As for the sewer issues, again there has been a lot of hype here. For every newsworthy fatberg there are a thousand private drains blocked with fat that hasn't travelled 10 feet from peoples' kitchens. Since the beginning of sewers, there has always been a need to clean fat, silt and debris out of them, which used to be done by human effort on regular patrols. Not nice work and now mechanised for the most part, but the financial pressure on water companies has probably reduced the maintenance below the necessary level. Flushed wipes do get stuck in fat and on screens and contribute to the need to clean sewers, but again it's usually the 'wrong' wipes that should never be flushed.
 
That's what I was thinking. A ban on plastic polimer wet wipes does not equate to a ban on all wet wipes.
 
I think the ban on wet wipes and baby wipes is stupid. People should just know or learn not to flush them. The packaging should mention DO NOT FLUSH!
 
If I no longer have access to Pampers Sensitive I'm just going to have to revolt somehow. Life would literally be unliveable.
 
12srepaid said:
I think the ban on wet wipes and baby wipes is stupid. People should just know or learn not to flush them. The packaging should mention DO NOT FLUSH!

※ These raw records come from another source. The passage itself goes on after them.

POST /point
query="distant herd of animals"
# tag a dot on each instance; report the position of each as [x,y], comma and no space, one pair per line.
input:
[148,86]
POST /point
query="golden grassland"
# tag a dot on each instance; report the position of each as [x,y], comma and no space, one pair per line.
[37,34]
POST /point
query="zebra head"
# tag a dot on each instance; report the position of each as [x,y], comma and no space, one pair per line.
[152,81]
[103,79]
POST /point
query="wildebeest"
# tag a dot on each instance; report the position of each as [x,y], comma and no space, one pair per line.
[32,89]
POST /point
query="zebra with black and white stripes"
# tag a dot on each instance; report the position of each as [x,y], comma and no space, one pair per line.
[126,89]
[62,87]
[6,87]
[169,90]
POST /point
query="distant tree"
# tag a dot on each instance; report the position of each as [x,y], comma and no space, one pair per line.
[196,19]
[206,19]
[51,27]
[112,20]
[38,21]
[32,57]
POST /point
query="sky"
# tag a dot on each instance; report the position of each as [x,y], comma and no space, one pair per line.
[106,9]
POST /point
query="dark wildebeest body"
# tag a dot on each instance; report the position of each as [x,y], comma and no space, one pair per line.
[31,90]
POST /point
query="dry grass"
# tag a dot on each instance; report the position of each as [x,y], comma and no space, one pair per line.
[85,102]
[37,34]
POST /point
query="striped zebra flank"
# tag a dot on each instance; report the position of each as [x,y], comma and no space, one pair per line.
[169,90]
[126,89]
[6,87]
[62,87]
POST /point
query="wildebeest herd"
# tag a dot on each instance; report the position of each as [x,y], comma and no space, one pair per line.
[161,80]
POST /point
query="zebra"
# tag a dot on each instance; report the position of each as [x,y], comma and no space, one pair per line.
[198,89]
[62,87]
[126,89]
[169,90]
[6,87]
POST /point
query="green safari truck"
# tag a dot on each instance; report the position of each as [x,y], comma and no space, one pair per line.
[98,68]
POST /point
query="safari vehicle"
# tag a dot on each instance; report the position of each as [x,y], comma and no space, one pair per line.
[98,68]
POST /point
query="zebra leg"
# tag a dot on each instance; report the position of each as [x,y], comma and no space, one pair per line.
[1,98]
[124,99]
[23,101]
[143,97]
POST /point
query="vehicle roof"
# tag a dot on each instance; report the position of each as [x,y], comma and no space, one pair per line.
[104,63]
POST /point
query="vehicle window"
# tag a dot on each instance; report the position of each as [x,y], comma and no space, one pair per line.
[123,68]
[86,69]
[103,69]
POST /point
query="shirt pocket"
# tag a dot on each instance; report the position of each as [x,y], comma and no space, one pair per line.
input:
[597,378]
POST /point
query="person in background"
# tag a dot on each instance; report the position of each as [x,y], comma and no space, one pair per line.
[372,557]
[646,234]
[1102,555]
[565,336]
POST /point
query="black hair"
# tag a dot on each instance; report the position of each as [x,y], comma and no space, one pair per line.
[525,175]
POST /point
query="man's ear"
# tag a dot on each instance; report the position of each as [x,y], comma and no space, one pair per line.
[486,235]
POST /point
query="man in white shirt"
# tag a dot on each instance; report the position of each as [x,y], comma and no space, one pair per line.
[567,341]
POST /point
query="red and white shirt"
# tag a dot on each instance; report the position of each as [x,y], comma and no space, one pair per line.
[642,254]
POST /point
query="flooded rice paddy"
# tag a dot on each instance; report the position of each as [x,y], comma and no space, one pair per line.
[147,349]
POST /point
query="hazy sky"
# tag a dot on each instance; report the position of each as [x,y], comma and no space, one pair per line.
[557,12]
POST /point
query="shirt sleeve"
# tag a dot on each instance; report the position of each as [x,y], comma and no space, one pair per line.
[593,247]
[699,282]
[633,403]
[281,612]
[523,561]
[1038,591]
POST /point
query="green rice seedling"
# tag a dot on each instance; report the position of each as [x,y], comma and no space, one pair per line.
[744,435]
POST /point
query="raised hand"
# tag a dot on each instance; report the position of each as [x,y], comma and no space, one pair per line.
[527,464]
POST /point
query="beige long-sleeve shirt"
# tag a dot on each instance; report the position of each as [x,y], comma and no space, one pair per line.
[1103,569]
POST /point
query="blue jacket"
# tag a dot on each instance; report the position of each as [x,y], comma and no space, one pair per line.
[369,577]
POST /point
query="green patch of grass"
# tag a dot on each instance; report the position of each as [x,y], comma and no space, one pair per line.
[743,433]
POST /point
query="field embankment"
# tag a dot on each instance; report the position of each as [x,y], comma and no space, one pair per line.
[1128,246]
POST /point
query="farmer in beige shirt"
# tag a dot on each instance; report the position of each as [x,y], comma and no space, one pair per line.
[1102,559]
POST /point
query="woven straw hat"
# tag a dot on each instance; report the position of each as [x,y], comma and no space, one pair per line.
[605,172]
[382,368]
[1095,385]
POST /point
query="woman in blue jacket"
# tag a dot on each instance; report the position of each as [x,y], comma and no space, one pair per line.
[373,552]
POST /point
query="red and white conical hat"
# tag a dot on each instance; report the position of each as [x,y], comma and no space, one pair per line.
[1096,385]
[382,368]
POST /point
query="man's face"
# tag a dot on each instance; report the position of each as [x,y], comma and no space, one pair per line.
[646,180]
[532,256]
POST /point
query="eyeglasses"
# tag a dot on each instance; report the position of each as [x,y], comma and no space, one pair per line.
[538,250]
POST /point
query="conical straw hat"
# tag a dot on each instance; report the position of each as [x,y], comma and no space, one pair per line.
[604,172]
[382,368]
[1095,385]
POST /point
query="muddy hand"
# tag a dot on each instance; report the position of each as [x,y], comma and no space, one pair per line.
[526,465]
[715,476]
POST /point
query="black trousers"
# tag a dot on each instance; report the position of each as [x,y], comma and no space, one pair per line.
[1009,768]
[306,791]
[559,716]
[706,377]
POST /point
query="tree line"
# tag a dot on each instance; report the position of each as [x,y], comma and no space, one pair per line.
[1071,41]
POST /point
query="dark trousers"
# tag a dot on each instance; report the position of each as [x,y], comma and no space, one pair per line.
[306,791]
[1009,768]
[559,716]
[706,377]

Unfortunately, when too many people ignore the suggested behaviors and everyone starts to suffer as a result, rules have to be made to stop people from being selfish asses. It's like why we have to have huge fines for parking in handicapped parking places.

Don't blame the lawmakers for things like this, blame the idiots that made these kinds of laws necessary in the first place.
 
12srepaid said:
I think the ban on wet wipes and baby wipes is stupid. People should just know or learn not to flush them. The packaging should mention DO NOT FLUSH!

The packaging DOES say that. But no-one reads it, apparently.
 
Tribal housing have several flyers they put out regularly and one about not flushing any wipes and certain other items pops up from time to time. We have a little trashcan near the toilet with a foot-operated lid that we toss the wipes and other non-flushables into. It's not too hard and as long at it is changed regularly, it doesn't stink much.
 
I know that even in El Salvador, you can't put toilet paper in the toilet. I've been there four times, and that was hard not to do.